Ryan Lochte reputation damage

With 12 Olympic medals, including six golds, Ryan Lochte has built a career as one of the most successful Olympians of all time.

Lochte has also had the problem of being in the shadow of 23-time gold medallist Michael Phelps for all of his professional career. The fact that he dyed his hair blonde for the Rio 2016 Olympics may suggest that, at the age of 32, this was his final attempt to step out of Phelps’ shadow and gain some public recognition.

#LochMess

The New York swimmer became the latest public figure guilty of poor decision making in Rio. Lochte had told his mother he was robbed at gunpoint after a night out, and she went on to tell this to reporters on her way to the Olympic village, according to SI.com.

That led to the story being run on FOX Sports Australia, where Lochte claimed in an interview that he and his team mates were robbed at the side of the road. After CCTV evidence showed various inconsistencies, it became clear that Lochte wasn’t telling the truth and he admitted that he had exaggerated the story.

There had in fact been no robbery. Instead, Lochte and his three teammates had caused $50 worth of damages at a petrol station and a security guard had used a gun to get the drunken group under control.

This prompted the worldwide #LochMess trend on social media, where users mimicked and mocked Lochte and his decision-making both in Rio and throughout his professional career.

Aftermath

Initially, Lochte released a statement confirming the robbery, though he has now gone back on that statement and admitted that he lied. He told Billy Bush in an NBC interview: “I don’t know why. You know, it was still hours after the incident happened. I was still intoxicated. I was still under that influence.

“If I hadn’t exaggerated the story or told the entire story none of this would have happened. I was coming from the France house [the nightclub he visited with his team mates that night], I was highly intoxicated and I made immature accusations. If I had not done that, none of this would have happened.”

Lochte has earned millions of dollars through sponsorships with brands such as Gillette, Nissan and Gatorade amongst others. He became a champion of his sport, as well as a credible and reputable personality.

Marketing technology company Amobee analysed the mentions of Lochte and his sponsors online, finding that 37% of mentions of mattress company Airweave were negative, while Speedo was 35% negative and Ralph Lauren 31% following #LochMess.

Now, all four of Lochte’s major sponsors have dropped the athlete.
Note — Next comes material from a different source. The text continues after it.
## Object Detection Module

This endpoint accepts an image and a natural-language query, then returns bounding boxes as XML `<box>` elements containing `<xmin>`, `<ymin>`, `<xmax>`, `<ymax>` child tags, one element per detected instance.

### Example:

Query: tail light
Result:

Speedo said: “We cannot condone behaviour that is counter to the values this brand has long stood for.” The company has donated $50,000 of his fee to the charity Save The Children‘s Brazilian operation.

Recovery

Having lost lucrative sponsorship deals, Lochte has now changed his hairstyle back to his natural brown colour. He has already looked uncomfortable during his interview with NBC’s Billy Bush. He has also issued a formal apology statement and hired a PR crisis expert. Now, he must allow the dust to settle and attempt to recover his reputation.

The Olympic swimmer has taken steps to protect his online image and has utilised the new Instagram feature which allows well-known users to remove some, or all, or the comments on their photographs. He also shut down his public Facebook page following persistent trolling, ridicule and negative comments flooding the page.

Unfortunately for Lochte, his best chance at redemption would have been to battle back and win gold in Tokyo at the 2020 Olympics. However, at the age of 32, he is now in the twilight of his career and it appears that he will bow out in embarrassment rather than a sporting hero – a legacy which will of course follow his rival Phelps for years to come.

Learning from Lochte

Particularly when emotions are high, before responding to a reporter, on social media, or to anyone at all, take a moment to stop and think. This case shows the value of being transparent in every situation, whether the matter seems trivial or not.

A damaged brand can nearly always be recovered, but only with a conscious and sincere effort over an extended period of time. History will be the judge of whether than happens for Lochte and maybe in a few years with a focused effort, Lochte could become a role model for others in the public eye to be truthful at all times. This case should compel others to stay accountable for decisions, and upon making a mistake, to make immediate and truthful amends.